I did a story for Autograph Magazine over a decade ago, about people that got autographs on their body and then had them tattooed. That lead to somebody sending a letter to the editor, showing their entire back tattooed by the Chicago Bears, with his shaved head having the Bears logo tattooed on it. Yes, fans can be hardcore.
Yet this story takes the tattooing of a name or initials...a bit too far. A surgeon in Birmingham, England named Simon Bramhall, has plead guilty to marking his initials on the livers of two patients he performed transplant surgery on. I know. I’m as confused about it all as you are. I mean...it’s one thing to have an artist sign or initial a painting or sculpture they created. But unless you’re planning on having Hannibal Lecter take a liver from you...who is even going to see it? Well, somebody did, and that’s how he was caught.
The 53-year-old doctor is a liver, spleen, and pancreas surgeon...and I’m sure he’s one of the best in his field. Yet I’m sure the patient would’ve been just as happy with the doctors name or initials on the medical report.

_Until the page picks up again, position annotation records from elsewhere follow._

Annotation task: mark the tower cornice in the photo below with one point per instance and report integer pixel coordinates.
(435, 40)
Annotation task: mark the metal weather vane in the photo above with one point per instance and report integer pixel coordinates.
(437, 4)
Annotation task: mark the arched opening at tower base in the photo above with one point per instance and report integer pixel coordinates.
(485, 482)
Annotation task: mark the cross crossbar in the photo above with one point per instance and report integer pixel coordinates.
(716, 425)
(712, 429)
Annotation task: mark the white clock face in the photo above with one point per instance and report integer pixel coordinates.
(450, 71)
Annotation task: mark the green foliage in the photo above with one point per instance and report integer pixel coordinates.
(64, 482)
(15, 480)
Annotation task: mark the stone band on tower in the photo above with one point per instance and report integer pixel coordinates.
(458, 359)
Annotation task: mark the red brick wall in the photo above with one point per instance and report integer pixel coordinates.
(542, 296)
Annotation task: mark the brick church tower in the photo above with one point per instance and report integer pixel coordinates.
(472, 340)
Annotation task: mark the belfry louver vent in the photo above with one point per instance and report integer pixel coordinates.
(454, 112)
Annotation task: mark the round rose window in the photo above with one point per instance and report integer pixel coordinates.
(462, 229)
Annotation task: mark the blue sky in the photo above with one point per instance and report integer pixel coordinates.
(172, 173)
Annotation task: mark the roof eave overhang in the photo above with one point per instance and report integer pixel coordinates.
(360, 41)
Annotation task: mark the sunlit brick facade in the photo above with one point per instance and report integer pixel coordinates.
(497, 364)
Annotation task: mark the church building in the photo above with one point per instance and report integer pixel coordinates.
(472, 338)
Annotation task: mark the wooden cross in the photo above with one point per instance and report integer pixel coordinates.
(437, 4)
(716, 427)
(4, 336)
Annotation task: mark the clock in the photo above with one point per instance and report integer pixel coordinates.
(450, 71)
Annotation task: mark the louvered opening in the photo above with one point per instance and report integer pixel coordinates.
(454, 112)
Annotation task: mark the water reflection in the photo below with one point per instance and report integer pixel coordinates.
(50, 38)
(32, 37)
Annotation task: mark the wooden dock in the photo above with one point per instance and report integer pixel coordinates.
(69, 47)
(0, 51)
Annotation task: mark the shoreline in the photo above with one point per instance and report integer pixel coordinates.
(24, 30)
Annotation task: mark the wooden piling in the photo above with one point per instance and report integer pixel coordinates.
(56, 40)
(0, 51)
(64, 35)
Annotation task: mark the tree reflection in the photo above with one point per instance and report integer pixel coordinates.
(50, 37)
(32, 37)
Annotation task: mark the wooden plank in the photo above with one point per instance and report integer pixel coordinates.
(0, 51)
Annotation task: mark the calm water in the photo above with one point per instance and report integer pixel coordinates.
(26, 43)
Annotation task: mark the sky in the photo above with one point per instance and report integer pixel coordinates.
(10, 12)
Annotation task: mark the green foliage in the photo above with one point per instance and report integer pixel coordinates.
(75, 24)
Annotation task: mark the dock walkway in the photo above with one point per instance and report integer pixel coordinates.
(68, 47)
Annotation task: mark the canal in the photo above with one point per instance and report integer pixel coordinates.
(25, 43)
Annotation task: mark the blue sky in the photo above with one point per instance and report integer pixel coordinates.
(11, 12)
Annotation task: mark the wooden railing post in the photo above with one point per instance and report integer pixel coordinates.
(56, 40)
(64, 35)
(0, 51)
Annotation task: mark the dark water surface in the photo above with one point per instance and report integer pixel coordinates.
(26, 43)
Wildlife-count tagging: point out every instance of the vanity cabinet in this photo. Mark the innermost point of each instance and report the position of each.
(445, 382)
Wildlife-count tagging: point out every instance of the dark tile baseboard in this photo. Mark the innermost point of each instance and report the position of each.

Instead, the surgeon used an argon laser beam, which is usually used to stop livers bleeding during operations and to highlight the area that will be worked on. The doctor figured...well heck, I’m already in here, why not let others know who did this fine work. Supposedly, the marks left by the laser won’t impair the organ’s function, although I’d be worried about scar tissue. It seems any part of the surgery that is unnecessary isn’t good.
Now, you might be asking yourself how this was discovered. Perhaps a nurse that was also complaining of sexual harassment that saw him do this? Nope. It was a follow-up surgery on one of Bramhall’s patients. Another doctor spotted the “SB” on an organ, and probably assumed it didn’t stand for “Super Bowl.” Although if he were standing on the other side of the patient, he would’ve seen a big “BS.”
Bramhall resigned, and didn’t say much. Joyce Robins of Patient Concern, said “This is a patient we are talking about, not an autograph book.”
The prosecutor told the court it was a “highly unusual and complex case….without legal precedent in criminal law. It was not just ethically wrong but criminally wrong. They reflect the fact that Dr. Bramhall’s initialling on a patient’s liver was not an isolated incident but rather a repeated actor on two occasions, requiring some skill and concentration. It was done in the presence of colleagues. It was an intentional application of unlawful force to a patient whilst anaesthetised.”
Former patient Tracy Scriven said she thinks the surgeon should be reinstated because, “Even if he did put his initials on a transplanted liver, is it really that bad? I wouldn’t have cared if he did it to me. The man saved my life.”
What I would explain to Scriven is that a stat once stated that 1 in 100 patients put to sleep during surgery never wake up. So keeping somebody under longer than they needed to be...or keeping doctors and nurses busy while you do that...who could clearly be doing other things...is more than enough to sink this guy.
Bramhall had made the news previously, when in 2010, he successfully performed transplant surgery using a liver that had been salvaged from a plane that crashed in fog at Birmingham airport.